L’assessore Diodati azzera i progetti di Civitarese: nella strada solo corsie preferenziali per i bus, ma non piste ciclabili

PESCARA. A pochi giorni dalle sue dimissioni, i progetti sulla mobilità dell’ex assessore al traffico Stefano Civitarese sono già finiti in archivio. Dopo l’ormai prossima apertura alle auto nei due sensi di marcia di corso Vittorio, l’amministrazione comunale si appresta a sconfessare anche i suoi piani per viale Marconi. Ieri l’assessore Giuliano Diodati, che ha sostituito Civitarese da lunedì scorso, durante la seduta della commissione Grandi infrastrutture e mobilità presieduta da Carlo Gaspari, ha rivelato quali sono le reali intenzioni dell’amministrazione per ciò che riguarda viale Marconi. «Viale Marconi», ha spiegato Diodati, «non sarà mai a senso unico in futuro. Ci saranno le corsie preferenziali degli autobus, ma non le piste ciclabili e l’arteria stradale rimarrà comunque a doppio senso di marcia». «In qualunque caso», ha aggiunto, «qualsiasi decisione definitiva per ciò che riguarda il traffico verrà assunta acoltando prima i cittadini, le associazioni di categoria e i portatori di interessi».

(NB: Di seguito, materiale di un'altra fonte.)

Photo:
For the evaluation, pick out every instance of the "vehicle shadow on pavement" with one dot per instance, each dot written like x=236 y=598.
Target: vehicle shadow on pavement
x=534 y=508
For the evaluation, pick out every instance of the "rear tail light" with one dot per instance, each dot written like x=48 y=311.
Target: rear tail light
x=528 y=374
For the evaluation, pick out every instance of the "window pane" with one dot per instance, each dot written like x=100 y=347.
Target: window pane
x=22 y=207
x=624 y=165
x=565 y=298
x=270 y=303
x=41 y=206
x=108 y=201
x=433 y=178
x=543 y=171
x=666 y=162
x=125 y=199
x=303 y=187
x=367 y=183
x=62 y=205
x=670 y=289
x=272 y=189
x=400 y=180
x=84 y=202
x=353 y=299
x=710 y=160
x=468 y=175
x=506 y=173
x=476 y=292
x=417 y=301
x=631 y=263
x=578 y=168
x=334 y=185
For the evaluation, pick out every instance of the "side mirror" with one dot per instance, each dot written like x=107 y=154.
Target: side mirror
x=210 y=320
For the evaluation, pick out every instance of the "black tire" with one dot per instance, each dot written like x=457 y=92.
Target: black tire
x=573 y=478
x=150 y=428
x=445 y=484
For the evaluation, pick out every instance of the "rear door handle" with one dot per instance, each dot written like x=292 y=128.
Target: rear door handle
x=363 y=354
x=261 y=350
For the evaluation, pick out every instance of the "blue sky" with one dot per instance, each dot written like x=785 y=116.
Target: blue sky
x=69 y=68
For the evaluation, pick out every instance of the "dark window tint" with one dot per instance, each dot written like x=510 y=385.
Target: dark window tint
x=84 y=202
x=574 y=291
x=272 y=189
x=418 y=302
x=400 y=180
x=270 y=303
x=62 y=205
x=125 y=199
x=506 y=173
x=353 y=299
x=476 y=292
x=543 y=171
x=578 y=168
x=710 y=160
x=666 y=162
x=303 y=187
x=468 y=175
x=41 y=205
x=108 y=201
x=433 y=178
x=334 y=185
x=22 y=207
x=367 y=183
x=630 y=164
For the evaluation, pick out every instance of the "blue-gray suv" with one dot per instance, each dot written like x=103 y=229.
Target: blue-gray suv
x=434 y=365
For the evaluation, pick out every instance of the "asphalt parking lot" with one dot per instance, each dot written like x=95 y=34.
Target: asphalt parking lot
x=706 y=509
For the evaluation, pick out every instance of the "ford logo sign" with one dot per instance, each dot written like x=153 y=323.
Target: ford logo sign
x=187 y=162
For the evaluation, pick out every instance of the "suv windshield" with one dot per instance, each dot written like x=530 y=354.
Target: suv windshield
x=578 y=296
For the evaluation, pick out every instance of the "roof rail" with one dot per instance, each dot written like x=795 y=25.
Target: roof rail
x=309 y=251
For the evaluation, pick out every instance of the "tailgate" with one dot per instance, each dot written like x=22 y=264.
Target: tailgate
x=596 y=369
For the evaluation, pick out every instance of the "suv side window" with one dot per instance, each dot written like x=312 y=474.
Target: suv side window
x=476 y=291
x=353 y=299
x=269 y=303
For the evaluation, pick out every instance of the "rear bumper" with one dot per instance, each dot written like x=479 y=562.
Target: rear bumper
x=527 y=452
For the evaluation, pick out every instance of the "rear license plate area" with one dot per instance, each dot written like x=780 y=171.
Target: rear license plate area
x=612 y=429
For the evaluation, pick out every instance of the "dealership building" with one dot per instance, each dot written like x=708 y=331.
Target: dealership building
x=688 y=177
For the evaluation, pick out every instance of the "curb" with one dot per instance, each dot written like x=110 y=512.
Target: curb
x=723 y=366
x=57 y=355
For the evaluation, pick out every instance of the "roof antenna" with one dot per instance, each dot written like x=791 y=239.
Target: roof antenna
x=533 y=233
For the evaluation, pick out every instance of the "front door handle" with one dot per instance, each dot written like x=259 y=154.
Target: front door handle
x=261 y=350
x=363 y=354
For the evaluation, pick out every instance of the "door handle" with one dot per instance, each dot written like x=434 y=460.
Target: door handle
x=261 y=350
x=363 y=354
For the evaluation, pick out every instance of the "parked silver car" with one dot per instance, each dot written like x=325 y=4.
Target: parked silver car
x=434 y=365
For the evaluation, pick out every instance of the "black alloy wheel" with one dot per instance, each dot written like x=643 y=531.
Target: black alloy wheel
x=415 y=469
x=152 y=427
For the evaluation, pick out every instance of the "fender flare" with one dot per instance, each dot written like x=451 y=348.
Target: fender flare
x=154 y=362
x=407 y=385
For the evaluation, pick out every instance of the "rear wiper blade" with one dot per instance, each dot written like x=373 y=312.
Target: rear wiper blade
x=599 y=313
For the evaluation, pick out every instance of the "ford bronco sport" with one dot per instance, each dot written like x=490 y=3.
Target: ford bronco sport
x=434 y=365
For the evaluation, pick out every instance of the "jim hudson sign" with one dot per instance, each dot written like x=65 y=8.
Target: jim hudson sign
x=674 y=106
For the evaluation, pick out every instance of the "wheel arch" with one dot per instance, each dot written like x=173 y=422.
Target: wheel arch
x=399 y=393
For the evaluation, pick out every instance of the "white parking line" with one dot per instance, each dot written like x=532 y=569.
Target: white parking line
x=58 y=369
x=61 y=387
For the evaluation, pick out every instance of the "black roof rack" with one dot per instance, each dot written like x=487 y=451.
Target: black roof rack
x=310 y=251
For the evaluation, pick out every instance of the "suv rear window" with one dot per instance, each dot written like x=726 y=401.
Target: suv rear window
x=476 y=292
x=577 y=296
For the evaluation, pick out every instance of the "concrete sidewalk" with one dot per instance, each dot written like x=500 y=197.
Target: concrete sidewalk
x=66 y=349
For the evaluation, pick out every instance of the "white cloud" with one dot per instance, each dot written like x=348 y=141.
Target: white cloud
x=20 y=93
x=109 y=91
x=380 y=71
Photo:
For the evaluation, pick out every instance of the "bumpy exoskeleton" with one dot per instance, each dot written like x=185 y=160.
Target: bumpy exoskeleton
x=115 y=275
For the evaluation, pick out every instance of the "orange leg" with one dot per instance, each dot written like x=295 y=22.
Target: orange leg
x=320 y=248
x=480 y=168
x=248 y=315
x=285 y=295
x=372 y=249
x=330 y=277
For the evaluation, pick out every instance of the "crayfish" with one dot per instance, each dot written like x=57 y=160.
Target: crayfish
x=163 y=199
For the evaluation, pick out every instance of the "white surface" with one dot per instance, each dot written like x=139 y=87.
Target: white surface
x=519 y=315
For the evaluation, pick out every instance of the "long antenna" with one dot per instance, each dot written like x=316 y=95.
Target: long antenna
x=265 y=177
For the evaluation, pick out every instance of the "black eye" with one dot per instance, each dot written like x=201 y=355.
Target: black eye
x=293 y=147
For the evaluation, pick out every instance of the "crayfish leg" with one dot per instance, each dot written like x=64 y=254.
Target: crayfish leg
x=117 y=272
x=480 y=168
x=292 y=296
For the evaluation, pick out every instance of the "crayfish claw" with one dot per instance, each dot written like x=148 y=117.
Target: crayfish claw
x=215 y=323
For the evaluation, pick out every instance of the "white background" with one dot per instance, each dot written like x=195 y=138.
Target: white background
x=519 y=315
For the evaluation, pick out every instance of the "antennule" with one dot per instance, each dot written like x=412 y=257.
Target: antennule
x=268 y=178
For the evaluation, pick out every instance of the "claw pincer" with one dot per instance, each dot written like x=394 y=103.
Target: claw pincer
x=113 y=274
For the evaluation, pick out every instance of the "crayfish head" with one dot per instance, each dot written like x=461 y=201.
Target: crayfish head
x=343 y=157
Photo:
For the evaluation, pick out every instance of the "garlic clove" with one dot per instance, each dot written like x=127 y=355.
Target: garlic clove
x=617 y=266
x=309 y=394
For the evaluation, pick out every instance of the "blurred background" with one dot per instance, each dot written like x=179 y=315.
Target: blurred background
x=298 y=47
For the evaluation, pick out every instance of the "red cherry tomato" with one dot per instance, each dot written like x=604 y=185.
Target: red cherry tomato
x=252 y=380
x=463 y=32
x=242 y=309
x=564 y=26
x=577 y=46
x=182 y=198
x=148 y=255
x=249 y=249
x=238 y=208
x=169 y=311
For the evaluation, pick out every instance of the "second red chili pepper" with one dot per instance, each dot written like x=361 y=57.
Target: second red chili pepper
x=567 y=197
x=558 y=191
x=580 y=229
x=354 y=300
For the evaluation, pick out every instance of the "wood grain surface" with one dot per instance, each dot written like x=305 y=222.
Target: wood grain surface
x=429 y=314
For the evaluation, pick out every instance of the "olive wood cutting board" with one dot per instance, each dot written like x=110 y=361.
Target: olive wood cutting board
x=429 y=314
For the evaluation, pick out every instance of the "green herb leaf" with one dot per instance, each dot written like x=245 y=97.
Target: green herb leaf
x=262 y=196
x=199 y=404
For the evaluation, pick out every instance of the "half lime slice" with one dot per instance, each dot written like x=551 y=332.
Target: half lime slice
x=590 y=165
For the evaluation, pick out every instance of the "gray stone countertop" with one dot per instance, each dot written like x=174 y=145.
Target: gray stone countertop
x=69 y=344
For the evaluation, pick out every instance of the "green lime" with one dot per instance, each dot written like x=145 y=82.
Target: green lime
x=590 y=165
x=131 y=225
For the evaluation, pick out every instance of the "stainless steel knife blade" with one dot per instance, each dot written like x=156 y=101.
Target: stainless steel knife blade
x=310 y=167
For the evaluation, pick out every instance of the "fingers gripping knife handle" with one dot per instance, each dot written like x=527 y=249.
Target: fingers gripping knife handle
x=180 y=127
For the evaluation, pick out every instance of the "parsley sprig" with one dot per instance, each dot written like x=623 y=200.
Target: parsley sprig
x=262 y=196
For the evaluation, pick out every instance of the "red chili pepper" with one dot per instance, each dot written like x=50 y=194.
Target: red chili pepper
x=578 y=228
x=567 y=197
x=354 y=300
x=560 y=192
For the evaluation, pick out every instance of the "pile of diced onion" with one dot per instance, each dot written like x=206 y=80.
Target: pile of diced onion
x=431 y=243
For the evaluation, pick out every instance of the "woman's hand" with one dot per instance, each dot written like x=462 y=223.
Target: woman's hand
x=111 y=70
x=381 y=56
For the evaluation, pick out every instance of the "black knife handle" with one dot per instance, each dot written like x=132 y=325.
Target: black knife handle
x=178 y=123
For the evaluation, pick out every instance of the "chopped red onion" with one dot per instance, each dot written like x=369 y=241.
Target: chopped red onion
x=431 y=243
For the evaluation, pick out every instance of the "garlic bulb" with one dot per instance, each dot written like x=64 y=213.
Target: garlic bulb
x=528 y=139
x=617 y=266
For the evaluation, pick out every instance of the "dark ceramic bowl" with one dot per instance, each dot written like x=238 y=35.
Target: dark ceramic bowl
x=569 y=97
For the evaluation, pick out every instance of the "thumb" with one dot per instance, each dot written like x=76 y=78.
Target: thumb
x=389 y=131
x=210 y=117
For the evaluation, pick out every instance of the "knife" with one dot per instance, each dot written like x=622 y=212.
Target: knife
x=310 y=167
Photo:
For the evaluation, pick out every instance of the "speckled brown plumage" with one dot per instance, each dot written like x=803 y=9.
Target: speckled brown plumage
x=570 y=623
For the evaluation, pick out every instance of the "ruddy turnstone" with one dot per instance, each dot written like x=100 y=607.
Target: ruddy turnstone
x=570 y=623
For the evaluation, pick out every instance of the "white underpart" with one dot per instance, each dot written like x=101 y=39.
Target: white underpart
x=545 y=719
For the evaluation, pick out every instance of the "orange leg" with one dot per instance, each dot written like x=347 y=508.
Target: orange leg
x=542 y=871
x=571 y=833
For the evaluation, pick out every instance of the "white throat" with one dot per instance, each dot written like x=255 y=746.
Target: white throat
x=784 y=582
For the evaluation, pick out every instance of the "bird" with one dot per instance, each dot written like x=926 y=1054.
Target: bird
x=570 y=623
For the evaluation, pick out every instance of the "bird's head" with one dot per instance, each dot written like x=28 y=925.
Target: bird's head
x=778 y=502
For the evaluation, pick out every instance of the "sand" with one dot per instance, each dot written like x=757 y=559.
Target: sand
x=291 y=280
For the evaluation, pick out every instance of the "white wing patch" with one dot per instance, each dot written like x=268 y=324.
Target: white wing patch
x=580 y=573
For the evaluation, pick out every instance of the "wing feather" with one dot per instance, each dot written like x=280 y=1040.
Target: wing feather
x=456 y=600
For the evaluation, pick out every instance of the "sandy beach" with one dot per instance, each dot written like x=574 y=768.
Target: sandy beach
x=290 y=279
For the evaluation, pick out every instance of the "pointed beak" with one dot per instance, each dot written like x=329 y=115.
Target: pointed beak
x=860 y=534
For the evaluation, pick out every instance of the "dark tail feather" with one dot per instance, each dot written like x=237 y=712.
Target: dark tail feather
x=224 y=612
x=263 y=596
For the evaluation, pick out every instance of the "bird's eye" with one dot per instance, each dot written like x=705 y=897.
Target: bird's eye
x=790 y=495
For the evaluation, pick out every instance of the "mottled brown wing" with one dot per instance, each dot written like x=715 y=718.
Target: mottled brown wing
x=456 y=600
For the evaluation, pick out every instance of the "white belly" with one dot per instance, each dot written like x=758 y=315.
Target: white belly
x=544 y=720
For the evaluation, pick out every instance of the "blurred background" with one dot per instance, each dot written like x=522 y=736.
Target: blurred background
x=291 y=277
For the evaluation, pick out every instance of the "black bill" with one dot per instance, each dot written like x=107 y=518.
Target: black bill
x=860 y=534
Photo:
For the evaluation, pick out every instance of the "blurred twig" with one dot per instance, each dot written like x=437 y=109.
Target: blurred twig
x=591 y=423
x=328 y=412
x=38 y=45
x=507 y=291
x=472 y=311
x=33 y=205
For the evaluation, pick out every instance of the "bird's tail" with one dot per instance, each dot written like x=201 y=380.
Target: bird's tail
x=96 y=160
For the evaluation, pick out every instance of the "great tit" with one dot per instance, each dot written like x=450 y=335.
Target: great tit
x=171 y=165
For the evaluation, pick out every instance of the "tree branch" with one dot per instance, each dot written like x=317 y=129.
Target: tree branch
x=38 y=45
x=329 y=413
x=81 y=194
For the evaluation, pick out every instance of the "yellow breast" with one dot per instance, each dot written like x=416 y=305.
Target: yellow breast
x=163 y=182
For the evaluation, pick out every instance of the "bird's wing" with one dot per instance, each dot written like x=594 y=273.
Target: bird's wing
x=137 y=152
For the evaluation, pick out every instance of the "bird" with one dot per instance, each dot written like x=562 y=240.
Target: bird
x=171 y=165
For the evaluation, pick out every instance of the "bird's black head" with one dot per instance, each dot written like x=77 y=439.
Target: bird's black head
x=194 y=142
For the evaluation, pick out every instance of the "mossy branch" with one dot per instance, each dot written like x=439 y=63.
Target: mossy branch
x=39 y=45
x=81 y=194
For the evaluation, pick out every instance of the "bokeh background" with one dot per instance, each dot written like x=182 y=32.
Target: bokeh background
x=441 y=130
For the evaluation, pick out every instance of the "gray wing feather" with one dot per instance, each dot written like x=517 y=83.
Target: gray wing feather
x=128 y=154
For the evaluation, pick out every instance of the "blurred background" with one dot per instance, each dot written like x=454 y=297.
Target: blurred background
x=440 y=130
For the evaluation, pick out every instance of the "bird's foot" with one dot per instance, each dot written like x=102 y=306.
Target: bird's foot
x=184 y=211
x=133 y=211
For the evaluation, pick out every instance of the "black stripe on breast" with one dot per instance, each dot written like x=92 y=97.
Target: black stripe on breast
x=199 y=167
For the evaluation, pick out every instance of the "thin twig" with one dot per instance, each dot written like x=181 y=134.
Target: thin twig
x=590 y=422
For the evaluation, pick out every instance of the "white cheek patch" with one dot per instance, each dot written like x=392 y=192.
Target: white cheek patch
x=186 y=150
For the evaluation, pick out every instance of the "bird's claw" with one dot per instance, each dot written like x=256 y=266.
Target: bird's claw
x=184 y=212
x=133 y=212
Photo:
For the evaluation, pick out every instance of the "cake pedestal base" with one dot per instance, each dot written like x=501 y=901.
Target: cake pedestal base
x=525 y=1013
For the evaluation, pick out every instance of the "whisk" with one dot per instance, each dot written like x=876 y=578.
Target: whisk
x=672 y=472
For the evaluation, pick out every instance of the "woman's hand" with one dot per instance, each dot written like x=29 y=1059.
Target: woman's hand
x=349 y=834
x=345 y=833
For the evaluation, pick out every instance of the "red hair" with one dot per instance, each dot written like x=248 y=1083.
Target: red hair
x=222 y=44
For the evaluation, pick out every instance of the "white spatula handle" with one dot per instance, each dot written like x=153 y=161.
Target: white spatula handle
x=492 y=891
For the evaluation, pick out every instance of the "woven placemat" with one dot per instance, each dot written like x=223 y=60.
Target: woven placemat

Completamente diversa la proposta che era stata avanzata da Civitarese quando era assessore al traffico. Lui puntava a trasformare in futuro viale Marconi potenziando il trasporto pubblico e rendendo l’arteria stradale più sostenibile dal punto di vista ambientale. Per questo aveva ipotizzato il senso unico di marcia, in direzione sud-nord, con corsie preferenziali dedicate agli autobus. Ovviamente, non sarebbero mancate le piste ciclabili. Un progetto, questo, che aveva trovato subito forte opposizione nella stessa maggioranza, quella maggioranza che, invece, avrebbe dovuto sostenere l’ex assessore. Tutti i consiglieri, ma anche gli ex colleghi di Civitarese, si erano mostrati contrari al piano che, nel frattempo, era stato reso pubblico suscitando le proteste di cittadini e commercianti. Poi, è arrivato l’annuncio del sindaco Marco Alessandrini di riaprire a doppio senso alle auto corso Vittorio Emanuele, sconfessando così un altro dei suoi progetti. Da lì, la scelta di Civitarese di dimettersi. Ora, Diodati non è intenzionato a seguire la stessa strada del suo predecessore. Lo ha detto chiaramente ieri durante la seduta della commissione, in cui erano presenti anche una rappresentanza dei commercianti di viale Marconi e il mobility manager del Comune Piergiorgio Pardi. «Nel corso della riunione», ha fatto presente il consigliere della Lista Teodoro Massimiliano Pignoli, «è anche emerso che non verrà più realizzato il cordolo in cemento in via Conte di Ruvo per la realizzazione di una nuova pista ciclabile. In questo modo, non verranno toccati i posti auto sul lato nord della carreggiata stradale». Il capogruppo di Forza Italia Marcello Antonelli ha invece chiesto all’assessore Diodati, tornato in giunta lunedì scorso dopo un’assenza di sette mesi, di conoscere le reali intenzioni dell’amministrazione per ciò che riguarda le piste ciclabili. «Il piano pubblicato sul sito del Comune», ha sostenuto, «non è quello che si sta realizzando».